Greenbaum credited SAP with providing more training and certification through its skills recognition programs and digital learning experiences, as well as ASUG’s own efforts to engage the next generation of SAP talent. More could be done, he noted, to build community through in-person, developer-focused events on a global basis. With SAP TechEd taking place virtually for the North American technology audience, ASUG Tech Connect will return in 2024 to deliver a new kind of in-person experience aimed at technical practitioners.
SAP is also addressing the talent gap through emerging technologies like automation, AI, and machine learning (ML). Introduced this past year, Joule is a digital assistant designed to provide informed guidance to enterprise customers. Embedded in SAP’s cloud enterprise suite, Joule is accessible across all SAP apps and programs, drawing upon the breadth of business data across the SAP portfolio while retaining business context to customers get work done faster and drive better business outcomes. Joule combines third-party large language models (LLMs) from partners with real-time customer and business data, enabling the AI assistant to leverage the best LLM for any given scenario a customer might face.
"Everybody Can Be A Developer"
Another way forward is to reduce organizations’ reliance on custom code with low-code, no-code capabilities.

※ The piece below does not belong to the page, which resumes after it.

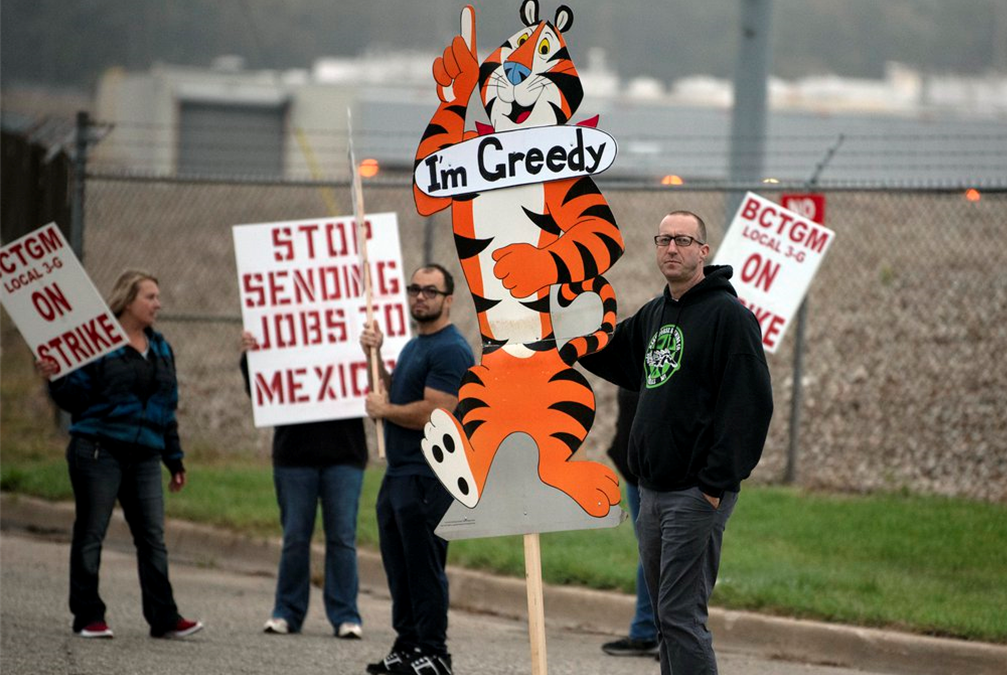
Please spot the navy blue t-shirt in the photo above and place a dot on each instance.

Two years ago, SAP unveiled SAP Build, unifying its low-code applications in a suite of solutions aimed at citizen developers. This past year, SAP announced SAP Build Code, aimed at all SAP developers, which offers a set of AI-infused productivity tools optimized for Java and JavaScript development.

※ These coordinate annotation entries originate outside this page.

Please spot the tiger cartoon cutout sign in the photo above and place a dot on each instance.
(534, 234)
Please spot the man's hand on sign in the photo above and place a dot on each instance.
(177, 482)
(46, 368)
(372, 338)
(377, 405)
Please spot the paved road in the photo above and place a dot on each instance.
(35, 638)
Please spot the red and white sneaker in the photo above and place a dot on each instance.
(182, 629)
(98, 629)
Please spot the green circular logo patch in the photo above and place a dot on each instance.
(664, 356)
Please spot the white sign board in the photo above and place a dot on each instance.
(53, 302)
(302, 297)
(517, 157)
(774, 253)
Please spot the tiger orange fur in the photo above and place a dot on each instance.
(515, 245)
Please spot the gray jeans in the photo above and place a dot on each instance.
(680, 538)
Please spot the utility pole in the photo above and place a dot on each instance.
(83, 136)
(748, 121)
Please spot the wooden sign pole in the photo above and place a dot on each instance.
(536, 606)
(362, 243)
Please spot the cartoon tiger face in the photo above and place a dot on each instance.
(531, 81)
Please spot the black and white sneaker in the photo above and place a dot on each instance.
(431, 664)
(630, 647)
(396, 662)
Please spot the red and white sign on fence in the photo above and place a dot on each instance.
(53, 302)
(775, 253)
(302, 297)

Alongside pre-built integrations, APIs, connectors to SAP systems and software from other vendors, guided templates, and built-in SAP developer best practices, the suite will embed Joule, providing code generation capabilities for data models, application logic, and test script creation. The tools offer interoperability with SAP’s ABAP Cloud development model and programming language through a side-by-side extensibility model, enhancing pro-code developers’ abilities to collaborate with low-code or no-code developers working in SAP Build.

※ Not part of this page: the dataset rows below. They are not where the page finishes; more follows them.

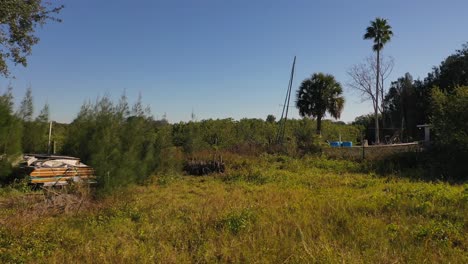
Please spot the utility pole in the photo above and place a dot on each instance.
(50, 136)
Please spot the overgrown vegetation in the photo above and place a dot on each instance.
(269, 209)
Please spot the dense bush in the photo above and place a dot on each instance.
(450, 126)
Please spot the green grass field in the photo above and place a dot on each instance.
(267, 209)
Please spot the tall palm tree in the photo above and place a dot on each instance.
(319, 94)
(381, 33)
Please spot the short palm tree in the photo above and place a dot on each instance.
(381, 32)
(320, 94)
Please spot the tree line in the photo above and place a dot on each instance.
(126, 144)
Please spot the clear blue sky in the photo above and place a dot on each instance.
(224, 58)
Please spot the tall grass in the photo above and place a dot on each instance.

“Our philosophy is that everybody can be a developer,” said JG Chirapurath, Chief Marketing and Solutions Officer at SAP, in an interview with ASUG. “If you look at SAP applications, we have applications for every room of the house—finance, HR, marketing and sales, supply chain—and to all those users, our message is that they can pick up SAP Build and be productive. They do not have to wait for central IT to assign them resources to get started.”
Greenbaum noted that while these technologies can help, they cannot do it alone or as quickly as SAP has indicated it needs them to for customers to successfully shift to cloud ERP on a preset timeline. “Investments from SAP and partners will take time to make a dent in the problem, as will upskilling and training,” he said. “SAP could do more to support smaller, boutique partners that can fill some of these skills gaps. Too much of its work in the partner space is focused on global systems integrators and not enough on the rest of the partner ecosystem.”
Every year, business and technology leaders confront the talent gap. But in 2024, the stakes may be higher. Accelerating rates of change, increasing needs for enterprises to modernize their SAP solutions, and the promise of transformative technologies all indicate that efforts to address this issue cannot wait. Attracting and educating fresh talent will only become more critical for SAP customers in the year ahead, as they look to the future of their technology landscapes and seek to ensure the success of their businesses overall.